Oui, quelle banalité de dire cela ! Il y a deux endroits où se tenir dans la vie : l’un, réduit, intime, connu dans ses moindres recoins, aimé plus ou moins, mais tout à soi, dominé ; je veux dire sa maison, son logis, son chez soi. L’autre, c’est tout le reste de la Terre ; le complément et l’opposé du chez soi : immense, intimidant, dont chacun ne connait qu’une infime part, sauvagement inhospitalier autant que magiquement accueillant, éternellement dominateur. Un monde fascinant, inquiétant, écrasant, d’un côté ; un monde sans surprise, rassurant, intime de l’autre. L’aventure, l’inconnu ici ; la sécurité, le cocon là.
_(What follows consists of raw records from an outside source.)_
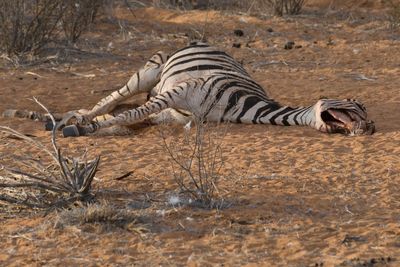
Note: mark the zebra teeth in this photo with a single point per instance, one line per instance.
(346, 122)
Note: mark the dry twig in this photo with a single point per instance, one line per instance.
(34, 184)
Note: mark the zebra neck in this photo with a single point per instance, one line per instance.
(285, 115)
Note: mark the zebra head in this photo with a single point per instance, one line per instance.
(347, 117)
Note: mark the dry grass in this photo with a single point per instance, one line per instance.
(103, 214)
(33, 183)
(196, 162)
(276, 7)
(393, 13)
(26, 26)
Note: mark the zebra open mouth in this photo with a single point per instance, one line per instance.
(346, 122)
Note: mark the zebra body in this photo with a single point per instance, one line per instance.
(204, 82)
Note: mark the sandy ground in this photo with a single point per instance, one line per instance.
(296, 197)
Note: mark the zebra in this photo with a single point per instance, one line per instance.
(201, 81)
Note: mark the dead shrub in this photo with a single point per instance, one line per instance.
(196, 162)
(27, 25)
(47, 179)
(393, 13)
(291, 7)
(77, 16)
Fermez les volets, et vous vous retranchez totalement de l’un ; tournez au coin de la rue, et vous vous retranchez totalement de l’autre.
Sachez que les deux sont nécessaires au bonheur : qui, cloîtré chez lui ne rêve de s’évader ? Qui, balloté dans le monde, ne rêve de son coin du feu ? Sécurité, aventure, sont bien les deux mamelles de l’épopée humaine.
Il en est du monde de l’esprit comme du monde physique ; fermez les sens, vous êtes tout entier en vous-même. Tournez au coin de la rue -que les évènements vous empoignent tout à plein- vous êtes tout entier à l’extérieur de vous-même.
Chacun organise, décore et arrange son chez-soi comme il l’entend ; certes selon ses moyens, selon les matériaux usuels de l’endroit, selon les modes, mais chaque logis est néanmoins unique, marqué de l’empreinte de qui y loge. C’est tout pareil du logis de notre esprit, ce coin du feu que nous abritons dans notre tête, où nous nous retirons avec délectation, havre de repos des fatigues de la vie extérieure. C’est un monde à nous, tout entier dans notre tête, composition unique, fruit de la rencontre, de l’osmose diraient les pédants, d’un monde réel passé au tamis d’une personnalité, d’une expérience, d’une histoire, d’une éducation. Tant d’ingrédients entrent dans cette composition, aux infinies combinaisons possibles, que l’on comprend bien qu’elle soit unique.
Mais tout comme on deviendrait fou à être enfermé dans un logis sans fenêtre, on deviendrait fou à être enfermé dans notre tête sans nos cinq sens. C’est que le logis, sans le monde extérieur, ne serait pas. Tous ce qui le compose, matériaux, mobiliers, n’en provient-t-il pas à l’origine ?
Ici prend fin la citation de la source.